Las expectativas de las que hablo no se han cumplido, y ello no sólo ha erosionado poco a poco la confianza de parte de los potenciales votantes del PSOE –hasta hace poco depositario principal de dichas expectativas, por su capacidad para gobernar– sino que, lo que es más grave, ha permitido a la derecha de este país (heredera de las tradiciones nacionalcatólicas del anterior régimen) mantener todos sus privilegios intactos e imponer con eficacia su memoria histórica contra cualquier intento de causa general contra el franquismo. Pondré un ejemplo de lo que digo. ¿Sería posible en la Alemania actual la existencia de una Fundación Nacional Adolf Hitler? En España tenemos la Fundación Nacional Francisco Franco (http://www.fnff.es/), cuyos estatutos enumeran como objetivo prioritario la difusión de la memoria y obra de Francisco Franco. La Fundación existe desde 1976. Y eso que en el código penal se castiga el enaltecimiento del terrorismo. ¿Qué ha sucedido? A mi juicio, que el PSOE no ha sido capaz de llevar a cabo la transformación profunda que nuestra sociedad necesitaba cuando ha tenido la oportunidad de hacerlo. Y es responsable por ello. No olvidemos que los gobiernos del PSOE han sido los más largos de esta democracia vigilada.
Por tanto, no es cierto que el PP y el PSOE sean lo mismo. El PP cuenta en sus filas con los herederos de aquella oligarquía corrupta e inmoral, que de este modo se perpetúa en el tiempo. Bajo una forma estética más moderna, les late el corazón autoritario, intolerante y dogmático del franquismo. Cuando se les deja, hacen lo que se espera que hagan. Son coherentes con su pasado. Sin embargo, el enfado con el PSOE viene, en mi opinión, por haber desaprovechado la oportunidad histórica de transformar los valores de una sociedad secularmente abducida por sus élites políticas y religiosas, en aquellos otros valores propios de sociedades más cultas y libres.
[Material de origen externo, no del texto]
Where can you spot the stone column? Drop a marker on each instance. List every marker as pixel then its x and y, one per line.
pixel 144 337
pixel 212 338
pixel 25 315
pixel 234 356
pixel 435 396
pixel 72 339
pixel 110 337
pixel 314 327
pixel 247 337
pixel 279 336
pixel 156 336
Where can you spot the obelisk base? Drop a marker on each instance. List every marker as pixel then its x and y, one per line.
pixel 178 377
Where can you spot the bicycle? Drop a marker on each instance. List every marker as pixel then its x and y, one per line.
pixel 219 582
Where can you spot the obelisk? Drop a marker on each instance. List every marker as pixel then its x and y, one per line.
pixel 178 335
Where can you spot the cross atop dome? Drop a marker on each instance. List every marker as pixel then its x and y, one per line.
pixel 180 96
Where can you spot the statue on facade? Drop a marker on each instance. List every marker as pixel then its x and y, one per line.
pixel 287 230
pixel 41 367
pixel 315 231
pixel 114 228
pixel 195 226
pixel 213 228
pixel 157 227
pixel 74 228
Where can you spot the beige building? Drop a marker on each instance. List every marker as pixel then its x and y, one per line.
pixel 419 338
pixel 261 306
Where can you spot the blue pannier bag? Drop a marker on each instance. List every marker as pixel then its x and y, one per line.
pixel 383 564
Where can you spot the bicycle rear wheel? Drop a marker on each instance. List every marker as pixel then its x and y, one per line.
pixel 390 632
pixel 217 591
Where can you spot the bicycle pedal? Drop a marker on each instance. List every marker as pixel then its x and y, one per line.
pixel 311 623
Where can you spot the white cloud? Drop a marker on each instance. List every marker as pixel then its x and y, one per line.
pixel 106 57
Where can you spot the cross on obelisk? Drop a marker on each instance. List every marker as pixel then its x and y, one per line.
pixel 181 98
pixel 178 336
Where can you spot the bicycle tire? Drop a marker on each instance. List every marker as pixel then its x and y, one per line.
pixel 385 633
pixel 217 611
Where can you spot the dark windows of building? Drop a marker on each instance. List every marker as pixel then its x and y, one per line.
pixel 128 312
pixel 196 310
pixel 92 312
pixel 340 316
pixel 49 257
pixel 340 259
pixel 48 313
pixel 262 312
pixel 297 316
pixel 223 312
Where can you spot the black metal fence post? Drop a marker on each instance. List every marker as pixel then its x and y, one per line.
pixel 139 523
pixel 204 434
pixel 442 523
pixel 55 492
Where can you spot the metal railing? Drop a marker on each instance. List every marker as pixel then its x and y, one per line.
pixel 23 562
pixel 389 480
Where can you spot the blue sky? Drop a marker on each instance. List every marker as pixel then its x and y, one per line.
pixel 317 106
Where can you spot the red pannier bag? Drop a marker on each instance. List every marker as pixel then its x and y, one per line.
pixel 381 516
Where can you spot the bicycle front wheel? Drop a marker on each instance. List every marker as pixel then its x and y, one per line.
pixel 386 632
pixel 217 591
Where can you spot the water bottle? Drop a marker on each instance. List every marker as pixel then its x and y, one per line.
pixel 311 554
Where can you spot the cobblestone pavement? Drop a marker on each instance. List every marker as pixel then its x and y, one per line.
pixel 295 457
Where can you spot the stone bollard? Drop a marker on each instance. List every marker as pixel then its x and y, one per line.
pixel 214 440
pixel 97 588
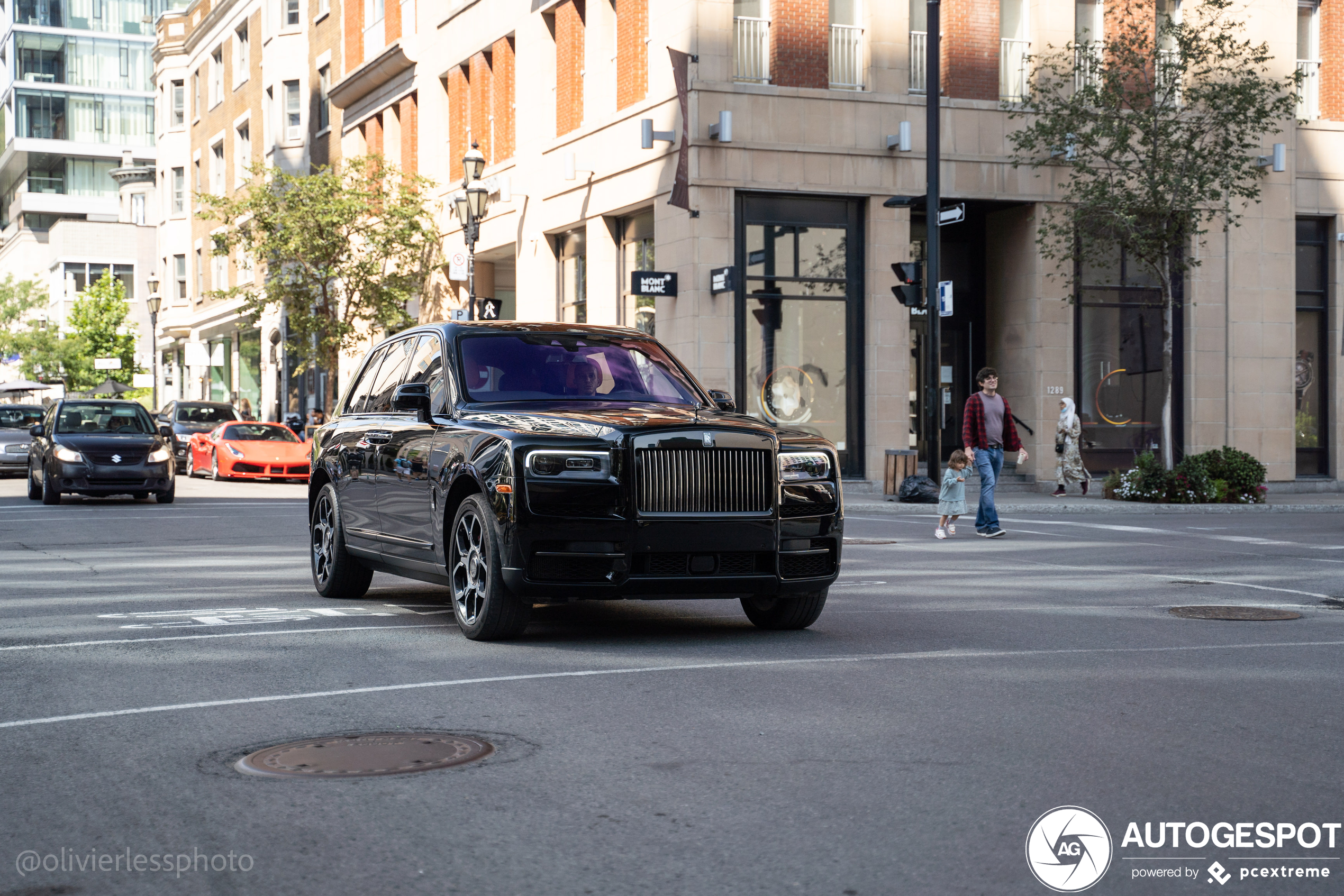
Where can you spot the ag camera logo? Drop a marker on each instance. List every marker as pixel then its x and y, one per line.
pixel 1069 849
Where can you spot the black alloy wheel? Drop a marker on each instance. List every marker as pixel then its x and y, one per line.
pixel 483 605
pixel 50 493
pixel 784 614
pixel 337 573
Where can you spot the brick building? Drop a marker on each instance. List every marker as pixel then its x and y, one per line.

Y sobre todo, habiendo disfrutado de mayorías absolutas y 14 años seguidos de gobierno (Felipe González). ¿Se han hecho progresos?, pues sí. ¿Se han puesto las bases para que perduren?, pues no. Muchos creíamos que el PSOE haría realidad el sueño de sentirnos orgullosos de formar parte de una comunidad próspera, moderna y tolerante. No ha podido ser. El PSOE se ha dejado mecer por la mano que mueve la cuna. Este es el fracaso histórico del PSOE, y le está pasando factura ahora. El pasado que nunca se fue, el pasado que sigue condicionando nuestro futuro.